Just a complex Complex product

[Dinheiro]

Homework Statement

Find x
$x = (1 + \frac{1+i}{2})(1 + (\frac{1+i}{2})^{2})(1 + (\frac{1+i}{2})^{2^{2}})...(1 + (\frac{1+i}{2})^{2^{n}})$

Homework Equations

Complex algebra equations

The Attempt at a Solution

Me again and another olympic question.
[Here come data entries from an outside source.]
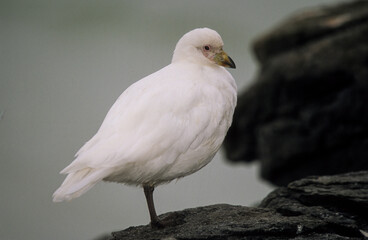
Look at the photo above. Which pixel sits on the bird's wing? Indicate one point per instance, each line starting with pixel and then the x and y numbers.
pixel 159 116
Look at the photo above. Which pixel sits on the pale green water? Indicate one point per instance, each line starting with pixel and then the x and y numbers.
pixel 63 64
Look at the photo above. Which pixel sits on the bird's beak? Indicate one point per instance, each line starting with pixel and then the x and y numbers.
pixel 224 60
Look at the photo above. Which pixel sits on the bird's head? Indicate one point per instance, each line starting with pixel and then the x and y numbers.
pixel 204 46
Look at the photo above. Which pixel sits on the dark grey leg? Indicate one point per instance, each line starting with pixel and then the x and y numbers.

I've tried some trigonometric substitutions, even expand; yet, nothing

 

[SammyS]

Homework Statement

Find x
$x = (1 + \frac{1+i}{2})(1 + (\frac{1+i}{2})^{2})(1 + (\frac{1+i}{2})^{2^{2}})...(1 + (\frac{1+i}{2})^{2^{n}})$

Homework Equations

Complex algebra equations

The Attempt at a Solution

Me again and another olympic question. I've tried some trigonometric substitutions, even expand; yet, nothing

How about showing some of those results?

 

[Ray Vickson]

Homework Statement

Find x
$x = (1 + \frac{1+i}{2})(1 + (\frac{1+i}{2})^{2})(1 + (\frac{1+i}{2})^{2^{2}})...(1 + (\frac{1+i}{2})^{2^{n}})$

Homework Equations

Complex algebra equations

The Attempt at a Solution

Me again and another olympic question. I've tried some trigonometric substitutions, even expand; yet, nothing

For $z = (1+i)/2$, look at $z^2$. What does this tell you about $z^4, z^8, \ldots$?

 

[Dinheiro]

For $z = (1+i)/2$, look at $z^2$. What does this tell you about $z^4, z^8, \ldots$?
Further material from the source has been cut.